Monday, March 1, 2010

Book Review: Green Metropolis


It seems appropriate that a discussion about Upstate New York should begin with Manhattan. When I’m travelling and people inevitably ask where I’m from, my typical response is a simple, “New York.” If the conversation progresses, however, I might clarify that I’m originally from Albany and that Albany is roughly 150 miles north of “The City.” Because, for most of the world, New York means New York City and the rest of The Empire State is often thought to be either: A) A pristine wilderness (along the lines of the massive Adirondack Park, or B) A collection of irrelevant backwaters. Joann and I would like to argue, via various RE:Fraction International products, projects, and endeavors, that there are gorgeous urban centers in various cities in Upstate New York that don’t pretend to be, or even aspire to be, New York City that are home to artists, writers, and musicians pursuing careers and living creative lives outside of The Big Apple.


Green Metropolis: Why Living Smaller, Living Closer, and Driving Less Are the Keys to Sustainability, by David Owen, Riverhead Books, NYC, 2009, 324pp, makes a great argument for people in Albany, Buffalo, Rochester, and Syracuse to enjoy the innumerable benefits of one of the greatest agents of environmental change that residents of New York City have (mostly) take for granted for hundreds of years, namely density. Consider these three points from early on in this fascinating book: “Eighty-two percent of employed Manhattan residents travel to work by public transit, by bicycle, or on foot. That’s ten times the rate for Americans in general, and eight times the rate for workers in Los Angeles County.”(p. 2), “The key to New York’s relative environmental benignity is its extreme compactness.”(p. 3), and “Spreading people thinly across the countryside may make them feel greener, but it doesn’t reduce the damage they to the environment.”(p. 9) And that’s the selling point of this particular social commentary: Most people don’t consider New York City to be very “green,” but that’s because most people’s concept of “green” is mostly wrong. Per capita, residents of Vermont use three-and-a-half times more gasoline and those in Dallas use three times more electricity than their counterparts in New York City. ““I spoke with one energy expert, who, when I asked him to explain why per-capita energy consumption was so much lower in Europe than in the United States, said, “It’s not a secret, and it’s not the result of some miraculous technological breakthrough. It’s because Europeans are more likely to live in dense cities and less likely to own cars.” In European cities, as in Manhattan, in other words, the most important efficiencies are built-in.”(p. 45)

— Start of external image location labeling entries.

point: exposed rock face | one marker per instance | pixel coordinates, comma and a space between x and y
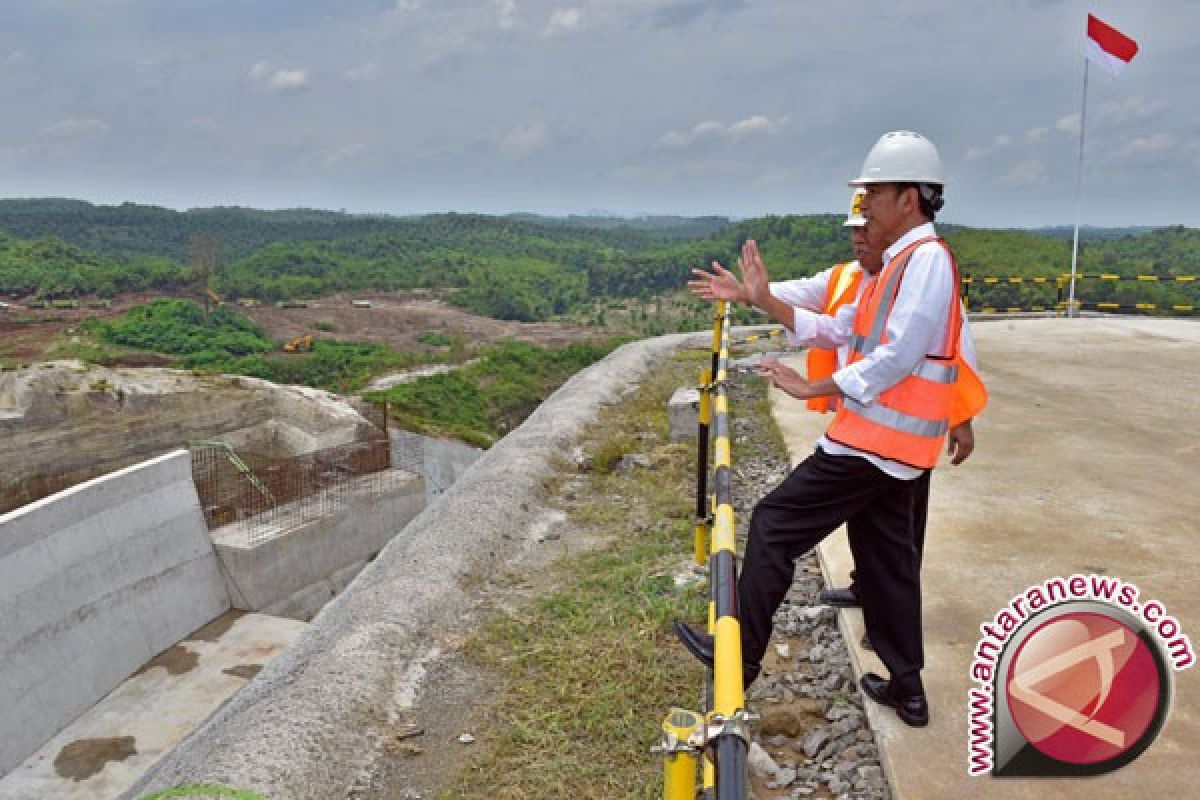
63, 422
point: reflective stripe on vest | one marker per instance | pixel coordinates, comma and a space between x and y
894, 419
907, 421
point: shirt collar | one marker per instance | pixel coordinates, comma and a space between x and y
918, 233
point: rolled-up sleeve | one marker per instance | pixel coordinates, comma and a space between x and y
804, 293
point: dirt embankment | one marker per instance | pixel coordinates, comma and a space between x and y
399, 318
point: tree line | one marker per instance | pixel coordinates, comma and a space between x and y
516, 266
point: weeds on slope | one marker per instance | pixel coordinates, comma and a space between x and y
591, 668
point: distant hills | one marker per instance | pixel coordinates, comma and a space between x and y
515, 266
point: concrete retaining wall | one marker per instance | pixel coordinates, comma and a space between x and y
295, 571
95, 582
309, 726
441, 462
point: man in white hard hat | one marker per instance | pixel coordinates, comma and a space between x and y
826, 293
897, 401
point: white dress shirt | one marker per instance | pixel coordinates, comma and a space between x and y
915, 328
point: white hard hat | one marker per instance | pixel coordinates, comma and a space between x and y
901, 157
856, 218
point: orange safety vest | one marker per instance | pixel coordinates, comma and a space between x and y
909, 421
843, 288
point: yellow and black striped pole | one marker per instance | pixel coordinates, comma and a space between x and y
705, 417
725, 719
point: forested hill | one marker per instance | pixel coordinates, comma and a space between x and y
154, 230
517, 266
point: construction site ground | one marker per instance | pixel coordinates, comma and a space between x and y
399, 318
106, 750
1086, 462
394, 318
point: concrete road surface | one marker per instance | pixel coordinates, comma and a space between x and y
1087, 461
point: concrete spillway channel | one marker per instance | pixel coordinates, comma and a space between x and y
309, 726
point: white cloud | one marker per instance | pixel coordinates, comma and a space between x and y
1145, 145
563, 20
1030, 172
999, 143
280, 80
751, 126
343, 155
525, 139
1068, 125
75, 128
363, 73
756, 125
507, 13
1133, 107
288, 80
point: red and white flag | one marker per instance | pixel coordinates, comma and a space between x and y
1108, 47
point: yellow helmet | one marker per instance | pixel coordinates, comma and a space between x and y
856, 218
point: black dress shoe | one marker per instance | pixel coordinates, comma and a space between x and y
700, 644
912, 709
839, 597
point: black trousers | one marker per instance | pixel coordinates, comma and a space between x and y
822, 493
919, 516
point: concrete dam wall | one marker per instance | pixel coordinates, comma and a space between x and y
95, 582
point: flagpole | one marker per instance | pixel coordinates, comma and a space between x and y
1079, 197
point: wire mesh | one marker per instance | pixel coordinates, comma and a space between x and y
265, 494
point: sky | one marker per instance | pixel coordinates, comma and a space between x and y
689, 107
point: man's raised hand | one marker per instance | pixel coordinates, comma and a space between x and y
718, 284
754, 272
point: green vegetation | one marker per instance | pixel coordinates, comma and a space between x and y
179, 328
483, 401
435, 338
521, 266
229, 343
51, 269
587, 671
335, 366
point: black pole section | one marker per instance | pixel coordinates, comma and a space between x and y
702, 464
731, 768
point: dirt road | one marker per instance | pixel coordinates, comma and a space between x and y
1087, 461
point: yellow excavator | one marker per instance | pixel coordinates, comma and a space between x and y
299, 344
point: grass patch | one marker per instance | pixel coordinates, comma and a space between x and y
589, 669
481, 402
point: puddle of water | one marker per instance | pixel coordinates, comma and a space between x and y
177, 661
217, 627
87, 757
244, 671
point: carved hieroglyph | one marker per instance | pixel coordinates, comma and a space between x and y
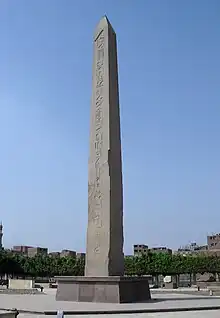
104, 216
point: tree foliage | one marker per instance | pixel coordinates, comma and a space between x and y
151, 264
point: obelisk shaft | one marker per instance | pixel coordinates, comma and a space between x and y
104, 253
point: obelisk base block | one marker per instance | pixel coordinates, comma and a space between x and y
112, 289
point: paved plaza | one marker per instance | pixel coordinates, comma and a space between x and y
41, 303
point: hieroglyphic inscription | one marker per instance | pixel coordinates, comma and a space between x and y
96, 193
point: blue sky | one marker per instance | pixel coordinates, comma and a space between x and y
169, 72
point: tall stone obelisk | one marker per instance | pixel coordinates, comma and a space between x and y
104, 253
104, 269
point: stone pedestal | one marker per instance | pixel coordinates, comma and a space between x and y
112, 289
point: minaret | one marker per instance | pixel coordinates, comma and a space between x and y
1, 235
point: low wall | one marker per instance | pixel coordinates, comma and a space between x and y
21, 284
209, 285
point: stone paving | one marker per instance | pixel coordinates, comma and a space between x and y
41, 303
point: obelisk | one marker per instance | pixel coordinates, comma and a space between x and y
104, 253
104, 279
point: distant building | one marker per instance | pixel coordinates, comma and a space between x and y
161, 249
140, 249
23, 249
81, 255
65, 253
54, 254
213, 241
33, 251
191, 249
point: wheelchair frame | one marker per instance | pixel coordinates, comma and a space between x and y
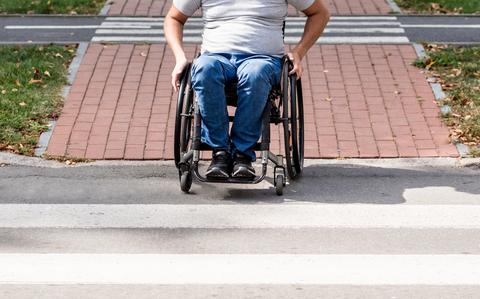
287, 95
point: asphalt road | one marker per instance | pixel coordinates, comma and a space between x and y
362, 229
341, 29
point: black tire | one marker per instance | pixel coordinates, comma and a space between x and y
292, 124
279, 185
183, 122
186, 181
298, 125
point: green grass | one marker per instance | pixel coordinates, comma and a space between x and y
458, 70
51, 6
440, 6
31, 81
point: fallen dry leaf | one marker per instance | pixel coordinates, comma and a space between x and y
35, 81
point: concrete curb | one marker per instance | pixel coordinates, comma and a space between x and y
72, 72
462, 149
395, 8
18, 160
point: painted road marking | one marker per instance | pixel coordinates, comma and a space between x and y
327, 269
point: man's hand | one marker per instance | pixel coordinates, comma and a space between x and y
177, 73
173, 28
297, 64
317, 18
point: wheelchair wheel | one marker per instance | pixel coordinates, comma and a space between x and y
186, 181
183, 117
293, 125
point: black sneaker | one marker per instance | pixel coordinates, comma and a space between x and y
242, 167
218, 169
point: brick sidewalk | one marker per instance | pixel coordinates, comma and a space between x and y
362, 101
160, 7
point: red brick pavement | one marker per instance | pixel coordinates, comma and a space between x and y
160, 7
360, 101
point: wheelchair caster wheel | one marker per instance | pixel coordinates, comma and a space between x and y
186, 181
279, 183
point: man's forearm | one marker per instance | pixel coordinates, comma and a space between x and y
174, 35
316, 23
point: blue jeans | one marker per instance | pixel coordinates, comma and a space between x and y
255, 75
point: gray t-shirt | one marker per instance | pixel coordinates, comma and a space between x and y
242, 26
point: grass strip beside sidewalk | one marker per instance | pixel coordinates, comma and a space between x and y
457, 69
51, 6
440, 6
31, 81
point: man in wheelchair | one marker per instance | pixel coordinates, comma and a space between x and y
243, 47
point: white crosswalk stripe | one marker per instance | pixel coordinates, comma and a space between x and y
340, 30
239, 269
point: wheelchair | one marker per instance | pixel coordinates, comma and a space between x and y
284, 107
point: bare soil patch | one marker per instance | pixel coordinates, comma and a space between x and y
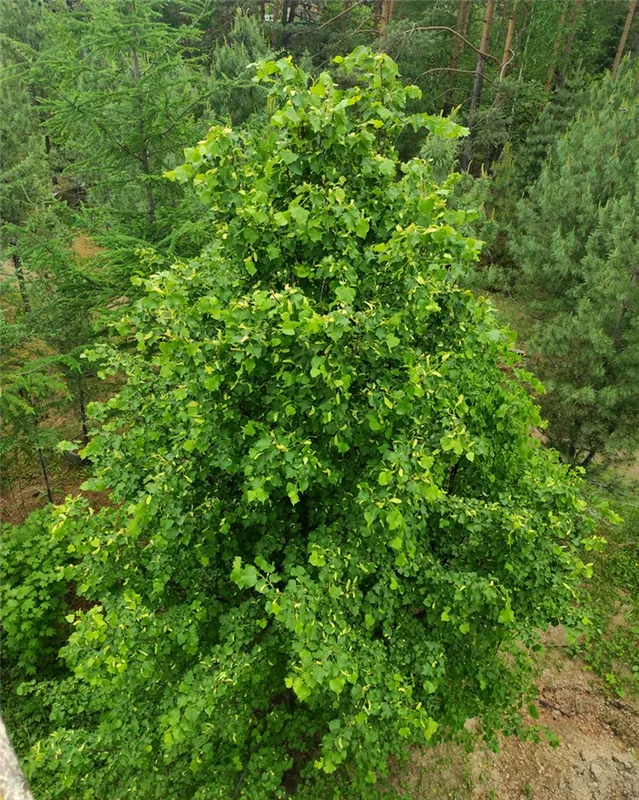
595, 760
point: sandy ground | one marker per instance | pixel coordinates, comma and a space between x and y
595, 760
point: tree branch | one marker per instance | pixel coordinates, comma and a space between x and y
415, 29
463, 71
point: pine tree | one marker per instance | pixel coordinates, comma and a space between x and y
122, 98
330, 524
578, 246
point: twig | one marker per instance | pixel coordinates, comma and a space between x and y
463, 71
416, 29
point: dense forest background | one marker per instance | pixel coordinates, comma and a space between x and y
99, 100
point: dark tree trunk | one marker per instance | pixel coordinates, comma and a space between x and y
83, 411
510, 32
475, 99
577, 8
277, 5
22, 284
555, 48
377, 14
144, 152
461, 26
624, 36
45, 474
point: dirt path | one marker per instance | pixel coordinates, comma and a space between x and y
597, 755
596, 759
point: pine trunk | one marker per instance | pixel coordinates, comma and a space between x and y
377, 14
555, 48
83, 411
510, 32
475, 99
277, 4
22, 283
144, 152
45, 475
624, 37
577, 8
461, 26
388, 11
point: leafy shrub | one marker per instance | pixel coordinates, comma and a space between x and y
33, 591
336, 523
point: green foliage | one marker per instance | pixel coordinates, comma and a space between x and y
577, 246
611, 643
335, 525
34, 593
234, 90
122, 97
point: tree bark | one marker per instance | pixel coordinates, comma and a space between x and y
625, 305
22, 284
144, 152
525, 27
13, 784
577, 8
45, 475
555, 48
388, 12
475, 99
624, 36
83, 411
377, 14
510, 32
277, 4
461, 26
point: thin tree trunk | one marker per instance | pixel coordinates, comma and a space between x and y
555, 48
625, 305
510, 32
144, 152
377, 14
577, 8
388, 12
461, 26
13, 784
277, 5
525, 27
624, 37
22, 284
475, 99
634, 47
45, 475
83, 411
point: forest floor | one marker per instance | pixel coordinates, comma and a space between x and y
596, 758
597, 728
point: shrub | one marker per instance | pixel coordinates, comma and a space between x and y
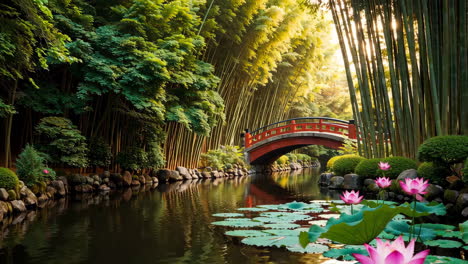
444, 150
435, 174
368, 168
8, 179
398, 165
29, 166
345, 165
282, 160
62, 142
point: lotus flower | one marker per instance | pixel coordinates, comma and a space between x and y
394, 253
415, 187
383, 182
351, 197
384, 166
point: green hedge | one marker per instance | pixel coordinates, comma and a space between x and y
345, 165
435, 174
368, 168
8, 179
398, 165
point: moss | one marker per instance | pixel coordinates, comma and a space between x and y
345, 165
8, 179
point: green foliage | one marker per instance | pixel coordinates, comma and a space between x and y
435, 174
62, 142
30, 166
444, 150
368, 168
345, 165
8, 179
99, 153
398, 165
224, 155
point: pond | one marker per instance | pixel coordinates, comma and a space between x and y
169, 224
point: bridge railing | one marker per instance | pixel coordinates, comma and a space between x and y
303, 124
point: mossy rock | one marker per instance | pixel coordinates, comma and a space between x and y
12, 195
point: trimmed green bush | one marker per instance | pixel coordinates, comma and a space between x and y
345, 165
398, 165
444, 150
435, 174
8, 179
369, 168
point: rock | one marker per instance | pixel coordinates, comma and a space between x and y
324, 179
462, 201
411, 173
184, 173
433, 191
352, 182
336, 182
3, 194
18, 206
368, 182
30, 198
60, 187
450, 196
135, 183
127, 179
464, 212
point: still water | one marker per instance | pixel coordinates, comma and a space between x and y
169, 224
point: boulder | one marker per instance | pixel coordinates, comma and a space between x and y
336, 182
352, 182
127, 179
3, 194
324, 179
433, 191
184, 173
411, 173
18, 206
450, 196
60, 187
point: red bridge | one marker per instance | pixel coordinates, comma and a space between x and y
264, 145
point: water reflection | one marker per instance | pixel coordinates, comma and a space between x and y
169, 224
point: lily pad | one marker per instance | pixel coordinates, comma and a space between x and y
271, 241
253, 209
228, 215
282, 226
345, 253
232, 223
246, 233
311, 248
431, 259
443, 243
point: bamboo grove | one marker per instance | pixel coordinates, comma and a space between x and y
163, 80
406, 64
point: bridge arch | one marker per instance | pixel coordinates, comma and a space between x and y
264, 145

Owen spends a considerable amount of time addressing the economics of oil (both the production and the consumption thereof) in relation to the benefits of high-density living because he asserts that “it is our cars that stand between us and solutions to our gathering energy nightmare.”(p. 114) As an example of this fact, he points to 4 Times Square, a Manhattan skyscraper (that I had the pleasure of visiting a couple of years ago after a reading on Columbus Circle) that includes many innovative environmental features “among them collection chutes for recycled materials, photovoltaic panes incorporated into parts of its skin, natural-gas-fired absorption chillers that provide heating and cooling, and curtain-wall construction with exceptional shading and insulating properties. In terms of the building’s true ecological impact, though, these and other overtly green innovations are distinctly secondary. The two greenest features of 4 Times Square are ones that [...] most other people never even mention: it is big, and it is in Manhattan.”(p. 205)


In “The Shape of Things to Come,” the final chapter of Green Metropolis, Owen writes about Beijing, stating that old Beijing’s neighborhoods worked well before they were paved over to support the millions of new vehicles flooding China’s roadways, and Dubai. And for the latter, he reserves some of his best contempt for sprawl and consumption for the sake of consumption: “Dubai has often called itself a city of the future, but it is actually a city of the past, an explosively growing monument to unsustainability.”(p. 295) In the cities of Northern New York, we have the opportunity to take advantage of the existing infrastructure, stunning architecture, and collective power (both literal and metaphorical) that Owen captures so engagingly in this prolonged thesis about the environmental lessons that we can all learn from Manhattan’s urban efficiencies.